Friday, September 28, 2018

GHGSat Raises $10Mln US in Series A2 Financing; Gains Access to Worlds Largest Oil and Gas Customers

          By Chuck Black

According to Montreal PQ based GHGSat CEO Stéphane Germain, the most important takeaway from the recent announcement that his firm had raised US$10Mln US ($13Mln CDN) in Series A2 financing in a deal led by the London UK based OGCI Climate Investments, was to note that it provided "access to the world's largest grouping of oil and gas companies interested in the transition to a lower carbon future."

Germain spoke with this blog earlier in the week.

OGCI is the billion dollar investment arm of the Oil and Gas Climate Initiative (OGCI) a voluntary, CEO-led initiative composed of approximately a dozen of the world's top oil and gas companies. OGCI was "created to pool knowledge and collaborate on action to reduce greenhouse gas emissions" according to the OGCI website.

The latest funding also included financial backing from Houston TX based Schlumberger (the world's largest oilfield services company), the New York NY based Space Angels Network and the Business Development Bank of Canada (BDC), a Montreal PQ based crown corporation.

CEO Germain.
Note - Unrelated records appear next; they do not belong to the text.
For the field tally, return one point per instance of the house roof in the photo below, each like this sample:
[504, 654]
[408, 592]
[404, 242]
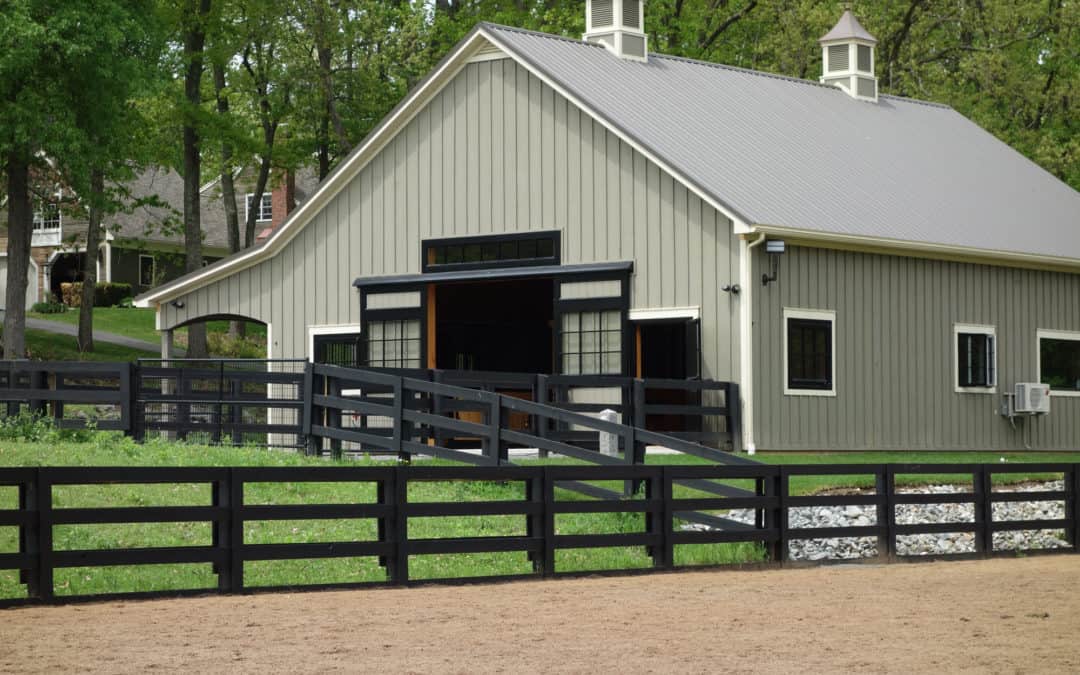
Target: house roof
[791, 153]
[848, 28]
[774, 153]
[164, 224]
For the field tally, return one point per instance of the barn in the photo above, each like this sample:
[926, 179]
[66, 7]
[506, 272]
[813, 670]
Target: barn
[872, 271]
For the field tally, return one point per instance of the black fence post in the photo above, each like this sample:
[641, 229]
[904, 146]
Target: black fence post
[638, 417]
[534, 524]
[28, 540]
[399, 535]
[984, 511]
[883, 482]
[229, 531]
[732, 421]
[783, 490]
[664, 516]
[1072, 497]
[549, 523]
[399, 423]
[310, 442]
[43, 504]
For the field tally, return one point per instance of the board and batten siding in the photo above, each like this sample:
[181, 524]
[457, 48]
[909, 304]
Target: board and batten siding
[495, 151]
[894, 366]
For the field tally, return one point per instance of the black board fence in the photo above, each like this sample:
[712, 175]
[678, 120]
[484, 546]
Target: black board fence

Photo c/o GHGSat.
As outlined in the September 24th, 2018 GHGSat press release, "GHGSat Raises US$10M in Financing Led by OGCI Climate Investments," the company has raised over $20Mln US ($26Mln CDN), including contributions from both the Canadian and Albertan governments.

In June 2016, GHGSat launched the the GHGSat-D next generation greenhouse gas monitoring satellite, the first commercial satellite capable of tracking greenhouse gas (GHG) emissions from industrial sites

For background on this satellite, check out the November 30th, 2015 Special Report, "'All Systems Go!' GHGSat Completes Testing and is Ready for Launch."
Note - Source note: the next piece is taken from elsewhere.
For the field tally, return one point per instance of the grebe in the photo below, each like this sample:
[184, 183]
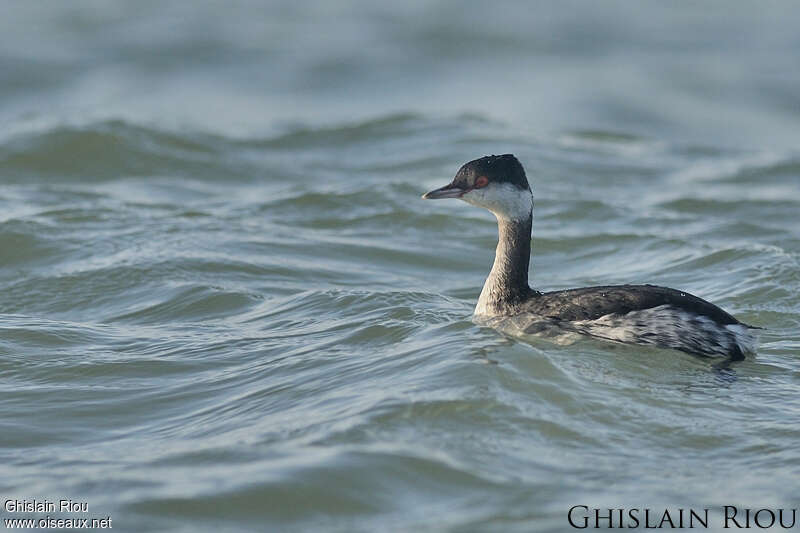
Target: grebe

The new funding will be used to build two more satellites similar in function to the first, plus design a new series of aircraft spectrometers and optimize existing capabilities to "accelerate efforts on the analytics required to properly assess the data," according to Germain.
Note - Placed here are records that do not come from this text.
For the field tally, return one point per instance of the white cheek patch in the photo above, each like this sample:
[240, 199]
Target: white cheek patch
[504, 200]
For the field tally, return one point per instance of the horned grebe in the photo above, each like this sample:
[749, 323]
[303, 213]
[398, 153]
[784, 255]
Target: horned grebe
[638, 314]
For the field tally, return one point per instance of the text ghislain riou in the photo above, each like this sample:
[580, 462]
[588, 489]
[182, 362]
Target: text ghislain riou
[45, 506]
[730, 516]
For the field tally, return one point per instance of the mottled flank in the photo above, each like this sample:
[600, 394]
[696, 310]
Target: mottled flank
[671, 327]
The new satellites “will have an order of magnitude better performance when we're finished,” predicted Germain, while still remaining about the same size and shape as the original GHGSat-D, also known affectionately as "Claire."

As outlined in the September 26th, 2018 Scientific American post, "Private Company Plans to Launch More Greenhouse Gas-Detecting Satellites," GHGSat's target market includes oil and gas companies, which can use satellite reports to monitor leaks from refineries, wellheads and lengthy pipeline systems.
GHGSat is also working with a branch of the Australian government to pinpoint leaks from coal mines and has another contract to identify methane and carbon dioxide leaks from large hydroelectric dams operated by Hydro-Québec.
The company also maintains contacts with the New York NY based Environmental Defense Fund, a nonprofit advocacy group working on its own MethaneSAT program and the European Space Agency (ESA), which launched the Sentinel-5 Precursor satellite in October 2017.

One of the instruments on board the Sentinel-5 is the TROPOspheric Monitoring Instrument (TROPOMI), which, although its mission is scientific and not commercial, performs a similar function and has a much larger field of view.

As series of Earth observations from GHGSat-D, the first operational satellite from GHGSat, also known as "Claire." As outlined on the GHGSat "Observations of Methane Emissions from Coal Mines" webpage, measurement noise "can make it difficult to detect methane point sources from a single observation, but temporal averaging of multiple observations reduces the noise. We find that aggregating data from ten to twenty GHGSat-D overpasses reveals strong time-averaged plume signals from three coal mines. Once these plumes are detected, we use two methods to estimate the corresponding source rates: one based on the observed integrated mass enhancement (IME) and another based on the average cross-sectional flux." Photo's c/o GHGSat.

But GHGSat isn't just a scientific venture. It's using scientific tools to solve a series of practical and immediate problems.

Germain knows that leaks from refineries, wellheads and lengthy pipeline systems are both expensive to clean up and costly from an ecological perspective. Oil and gas companies are actively searching for solutions.

According to Germain, "we now have access to the worlds largest customers and, through their membership in the OGCI, we now also have access to their procurement peopleWe're well on the way to scaling this company."
Chuck Black.

Chuck Black is the editor of the Commercial Space blog.